Wednesday, February 10, 2010


Perhaps my favorite column in Vogue is “Nostalgia”. The simple title is self-explanatory: the column features poignant memoirs from writers sharing coming-of-age stories revolving around any host of intriguing characters, including elegant mentors, mysterious fathers, and devastating lovers. Ultimately, the main character becomes the author herself, as she grapples with her own dreams, insecurities, and spiritual growth. It is the vulnerable side of a magazine otherwise featuring impeccable ladies who have already achieved an intimidating volume of professional success, cultural intelligence, and ethereal beauty. (And of course, a killer  eff-ing wardrobe).

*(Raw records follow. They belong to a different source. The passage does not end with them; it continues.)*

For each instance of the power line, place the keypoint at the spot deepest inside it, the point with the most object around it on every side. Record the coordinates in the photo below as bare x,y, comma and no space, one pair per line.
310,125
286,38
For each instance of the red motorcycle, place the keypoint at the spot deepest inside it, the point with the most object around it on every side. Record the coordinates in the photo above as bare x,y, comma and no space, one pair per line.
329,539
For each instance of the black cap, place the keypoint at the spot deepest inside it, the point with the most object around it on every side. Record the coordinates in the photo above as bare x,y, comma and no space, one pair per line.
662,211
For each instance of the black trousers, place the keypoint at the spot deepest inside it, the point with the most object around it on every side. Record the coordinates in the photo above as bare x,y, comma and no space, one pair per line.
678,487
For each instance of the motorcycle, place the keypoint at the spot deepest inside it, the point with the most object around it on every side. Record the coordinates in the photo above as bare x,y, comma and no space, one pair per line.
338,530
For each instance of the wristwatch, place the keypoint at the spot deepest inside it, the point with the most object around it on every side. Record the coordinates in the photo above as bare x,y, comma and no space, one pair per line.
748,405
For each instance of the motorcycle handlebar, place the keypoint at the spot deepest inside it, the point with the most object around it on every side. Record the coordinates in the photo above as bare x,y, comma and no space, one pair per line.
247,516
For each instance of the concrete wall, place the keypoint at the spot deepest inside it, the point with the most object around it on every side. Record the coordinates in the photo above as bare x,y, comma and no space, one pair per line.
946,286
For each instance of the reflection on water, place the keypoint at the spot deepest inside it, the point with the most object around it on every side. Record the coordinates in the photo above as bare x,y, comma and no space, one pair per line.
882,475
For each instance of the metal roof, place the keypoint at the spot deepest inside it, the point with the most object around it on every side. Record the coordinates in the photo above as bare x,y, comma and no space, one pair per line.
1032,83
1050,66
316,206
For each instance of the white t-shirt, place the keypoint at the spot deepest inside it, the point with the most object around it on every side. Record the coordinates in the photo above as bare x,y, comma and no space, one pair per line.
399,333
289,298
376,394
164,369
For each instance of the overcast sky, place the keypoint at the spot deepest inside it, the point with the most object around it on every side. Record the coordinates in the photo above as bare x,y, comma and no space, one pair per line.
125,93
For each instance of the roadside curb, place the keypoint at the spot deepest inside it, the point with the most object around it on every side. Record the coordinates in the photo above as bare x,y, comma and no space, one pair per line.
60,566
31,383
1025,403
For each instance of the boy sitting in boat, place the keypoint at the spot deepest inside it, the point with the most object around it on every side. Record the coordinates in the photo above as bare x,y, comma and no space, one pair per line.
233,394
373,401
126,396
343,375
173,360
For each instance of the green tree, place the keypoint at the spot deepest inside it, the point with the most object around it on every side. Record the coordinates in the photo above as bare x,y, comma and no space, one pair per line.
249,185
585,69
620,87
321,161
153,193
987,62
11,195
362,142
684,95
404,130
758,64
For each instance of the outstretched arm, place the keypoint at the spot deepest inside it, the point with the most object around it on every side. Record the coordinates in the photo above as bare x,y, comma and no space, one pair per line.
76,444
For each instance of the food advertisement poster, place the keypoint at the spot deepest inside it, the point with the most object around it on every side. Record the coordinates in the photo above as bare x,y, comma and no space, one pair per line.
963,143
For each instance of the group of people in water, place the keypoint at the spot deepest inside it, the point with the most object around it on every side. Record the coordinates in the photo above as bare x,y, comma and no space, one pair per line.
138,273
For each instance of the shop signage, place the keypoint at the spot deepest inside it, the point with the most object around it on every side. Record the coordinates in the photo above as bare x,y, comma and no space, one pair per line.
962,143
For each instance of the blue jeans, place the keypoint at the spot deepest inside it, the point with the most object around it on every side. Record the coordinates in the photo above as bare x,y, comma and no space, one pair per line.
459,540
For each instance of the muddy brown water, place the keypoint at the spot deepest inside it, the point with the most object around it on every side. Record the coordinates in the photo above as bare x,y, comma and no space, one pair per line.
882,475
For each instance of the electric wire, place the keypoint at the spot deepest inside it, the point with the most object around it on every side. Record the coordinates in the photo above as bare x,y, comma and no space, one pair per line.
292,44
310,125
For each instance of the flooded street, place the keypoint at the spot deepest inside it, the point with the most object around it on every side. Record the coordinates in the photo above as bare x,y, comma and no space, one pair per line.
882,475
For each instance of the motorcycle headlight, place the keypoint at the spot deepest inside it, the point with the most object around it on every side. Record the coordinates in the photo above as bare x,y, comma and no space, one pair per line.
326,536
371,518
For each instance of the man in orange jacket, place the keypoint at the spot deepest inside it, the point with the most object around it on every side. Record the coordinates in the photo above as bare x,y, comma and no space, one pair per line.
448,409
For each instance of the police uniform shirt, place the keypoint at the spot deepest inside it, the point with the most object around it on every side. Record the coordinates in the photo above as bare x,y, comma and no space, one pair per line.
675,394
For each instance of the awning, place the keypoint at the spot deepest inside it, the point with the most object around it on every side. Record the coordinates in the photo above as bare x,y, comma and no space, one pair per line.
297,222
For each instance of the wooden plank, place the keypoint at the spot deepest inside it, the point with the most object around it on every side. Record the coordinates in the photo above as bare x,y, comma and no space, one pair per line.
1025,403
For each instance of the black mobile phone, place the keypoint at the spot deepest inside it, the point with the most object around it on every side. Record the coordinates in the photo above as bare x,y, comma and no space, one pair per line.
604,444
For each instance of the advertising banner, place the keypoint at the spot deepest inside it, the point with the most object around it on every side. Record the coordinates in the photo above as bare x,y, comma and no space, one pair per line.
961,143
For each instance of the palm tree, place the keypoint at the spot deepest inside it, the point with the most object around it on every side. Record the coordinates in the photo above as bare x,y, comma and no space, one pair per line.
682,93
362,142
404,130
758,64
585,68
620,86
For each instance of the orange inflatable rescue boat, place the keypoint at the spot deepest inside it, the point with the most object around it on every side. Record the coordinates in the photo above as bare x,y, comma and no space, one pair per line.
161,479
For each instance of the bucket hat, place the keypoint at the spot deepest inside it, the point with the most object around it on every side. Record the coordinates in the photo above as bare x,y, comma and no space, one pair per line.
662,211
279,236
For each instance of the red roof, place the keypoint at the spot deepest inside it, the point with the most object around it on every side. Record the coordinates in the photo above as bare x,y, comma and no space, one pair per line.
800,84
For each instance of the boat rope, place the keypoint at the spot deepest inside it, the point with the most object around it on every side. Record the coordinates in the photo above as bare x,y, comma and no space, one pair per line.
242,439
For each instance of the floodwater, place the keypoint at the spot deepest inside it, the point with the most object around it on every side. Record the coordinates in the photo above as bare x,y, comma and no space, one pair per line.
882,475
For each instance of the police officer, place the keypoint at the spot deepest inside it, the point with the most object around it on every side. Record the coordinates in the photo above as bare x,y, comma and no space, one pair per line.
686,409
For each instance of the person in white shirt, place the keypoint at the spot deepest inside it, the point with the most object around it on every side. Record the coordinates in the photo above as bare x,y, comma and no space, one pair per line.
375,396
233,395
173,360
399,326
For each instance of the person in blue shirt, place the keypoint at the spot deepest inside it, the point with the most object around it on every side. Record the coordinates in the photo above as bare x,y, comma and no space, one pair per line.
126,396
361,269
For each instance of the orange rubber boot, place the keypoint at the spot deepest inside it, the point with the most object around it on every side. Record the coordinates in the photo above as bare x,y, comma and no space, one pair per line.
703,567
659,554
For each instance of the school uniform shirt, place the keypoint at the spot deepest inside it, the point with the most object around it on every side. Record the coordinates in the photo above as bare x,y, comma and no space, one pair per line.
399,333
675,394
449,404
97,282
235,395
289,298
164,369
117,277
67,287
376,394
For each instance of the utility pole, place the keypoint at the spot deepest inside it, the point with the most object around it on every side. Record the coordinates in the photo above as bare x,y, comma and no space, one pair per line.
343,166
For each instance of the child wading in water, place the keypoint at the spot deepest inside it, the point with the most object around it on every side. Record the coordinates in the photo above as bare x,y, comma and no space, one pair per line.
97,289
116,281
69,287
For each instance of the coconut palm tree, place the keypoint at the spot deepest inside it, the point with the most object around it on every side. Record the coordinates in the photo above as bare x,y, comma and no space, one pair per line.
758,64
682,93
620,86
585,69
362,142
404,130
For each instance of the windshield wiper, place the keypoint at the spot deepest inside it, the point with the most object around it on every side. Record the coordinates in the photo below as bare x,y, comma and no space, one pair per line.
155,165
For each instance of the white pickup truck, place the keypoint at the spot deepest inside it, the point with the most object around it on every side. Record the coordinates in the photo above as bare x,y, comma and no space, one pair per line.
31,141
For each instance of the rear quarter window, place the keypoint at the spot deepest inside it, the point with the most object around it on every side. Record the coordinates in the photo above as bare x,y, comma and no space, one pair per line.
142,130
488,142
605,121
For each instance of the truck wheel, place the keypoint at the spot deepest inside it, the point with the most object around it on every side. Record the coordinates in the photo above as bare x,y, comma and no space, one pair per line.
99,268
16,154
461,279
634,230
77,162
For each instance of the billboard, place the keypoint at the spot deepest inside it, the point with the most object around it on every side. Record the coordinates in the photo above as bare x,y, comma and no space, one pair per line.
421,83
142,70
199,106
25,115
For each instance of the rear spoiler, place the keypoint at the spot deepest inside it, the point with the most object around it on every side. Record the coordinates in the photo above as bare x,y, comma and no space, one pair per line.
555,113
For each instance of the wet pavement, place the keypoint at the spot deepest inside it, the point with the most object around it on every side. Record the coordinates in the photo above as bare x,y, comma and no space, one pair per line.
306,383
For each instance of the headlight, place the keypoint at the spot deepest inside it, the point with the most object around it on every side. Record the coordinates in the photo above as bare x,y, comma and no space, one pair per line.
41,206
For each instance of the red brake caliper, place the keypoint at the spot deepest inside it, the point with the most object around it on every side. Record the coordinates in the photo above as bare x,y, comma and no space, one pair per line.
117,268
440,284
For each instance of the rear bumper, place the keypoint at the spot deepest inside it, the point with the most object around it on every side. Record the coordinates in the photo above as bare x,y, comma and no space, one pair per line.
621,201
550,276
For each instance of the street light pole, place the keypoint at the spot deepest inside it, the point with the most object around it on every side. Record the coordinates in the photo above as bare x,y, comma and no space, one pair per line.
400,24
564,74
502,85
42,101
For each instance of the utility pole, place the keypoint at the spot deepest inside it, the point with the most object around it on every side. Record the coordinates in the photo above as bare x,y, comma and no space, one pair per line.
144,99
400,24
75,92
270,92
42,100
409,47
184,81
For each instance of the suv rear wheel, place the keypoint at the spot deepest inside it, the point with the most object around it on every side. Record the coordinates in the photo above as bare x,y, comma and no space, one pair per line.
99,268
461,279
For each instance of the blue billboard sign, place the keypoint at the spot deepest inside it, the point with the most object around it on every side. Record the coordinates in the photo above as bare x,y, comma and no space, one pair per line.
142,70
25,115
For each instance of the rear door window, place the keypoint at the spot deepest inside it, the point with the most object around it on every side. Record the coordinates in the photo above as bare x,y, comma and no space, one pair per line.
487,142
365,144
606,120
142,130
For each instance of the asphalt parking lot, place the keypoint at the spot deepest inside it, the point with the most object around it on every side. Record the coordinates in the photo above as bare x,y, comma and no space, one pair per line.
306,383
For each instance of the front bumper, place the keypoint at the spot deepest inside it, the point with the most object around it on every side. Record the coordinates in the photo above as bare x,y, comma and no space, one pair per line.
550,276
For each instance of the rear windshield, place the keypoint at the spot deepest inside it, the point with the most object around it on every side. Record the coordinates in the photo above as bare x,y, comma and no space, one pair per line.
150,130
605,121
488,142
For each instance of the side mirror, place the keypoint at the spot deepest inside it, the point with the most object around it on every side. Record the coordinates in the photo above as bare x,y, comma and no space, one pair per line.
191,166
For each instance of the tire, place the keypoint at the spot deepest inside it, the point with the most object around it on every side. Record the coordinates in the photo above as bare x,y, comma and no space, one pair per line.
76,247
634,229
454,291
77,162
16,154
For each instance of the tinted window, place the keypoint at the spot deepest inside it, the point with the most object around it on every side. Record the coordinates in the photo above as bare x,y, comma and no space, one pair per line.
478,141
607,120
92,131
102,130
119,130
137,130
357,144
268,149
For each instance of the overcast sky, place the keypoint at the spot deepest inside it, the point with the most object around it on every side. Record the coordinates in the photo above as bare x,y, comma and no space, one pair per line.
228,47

As a teenager in a small town whose circulation for this particular publication was undoubtedly less than half the staff it took to produce it, I felt a long way removed from the personalities featured on its glossy pages. Wrought with the pressures of fighting my way to a top university from an ambiguous high school and tip-toeing around the social minefield of Wet Seal-clad queen bees, I felt an unlikely kinship with the world of Vogue. I fell into the pages, considering them ambassadors of the highest art, manner, culture, and style. To me, the socials of New York were a breed of real ladies; the flat-chested, doe-eyed models the real standard of beauty; the skirt suits that Karl Lagerfeld sent down the Chanel runway were the real way I and everyone else should be dressing.

Of course, no fifteen-year-old ever feels they truly fit in normally with the rest of their peers, but my fantasies of haute couture in a world where Abercrombie & Fitch reigned supreme from a mall forty miles away created an even bigger sense of difference. Some days after fourth period I would duck into the library alone instead of going to lunch, pluck the plastic-covered current issue of Vogue from the wooden magazine rack, and spend my free hour at the table opposite a Ham Radio Club meeting, immersed in my fantasy world. I unwaveringly went first to the “Nostalgia” column, where I learned thirstily of Edie Sedgwick, Isabela Blow, Diana Vreeland, and Babe Paley– names unspoken by my TRL-obsessed generation.  But despite revolving around impossibly glamorous girls bubbling about town on hot nights elusive and irretrievable, the stories were simple and honest. I wondered, Would I grow to be so fabulous? And if so, what would I be nostalgic for? Which would I remember as my own irretrievable nights?

I hope we reflect on those days and nights gone by, the simple moments that made us who we are today. Here I will post some of those Vogue columns so salient in my memory, and add some of my own “Nostalgia”. I hope it inspires you to think about your own poignant moments, no matter how simple, that helped you achieve your own dreams, overcome your own insecurities, and come into your own.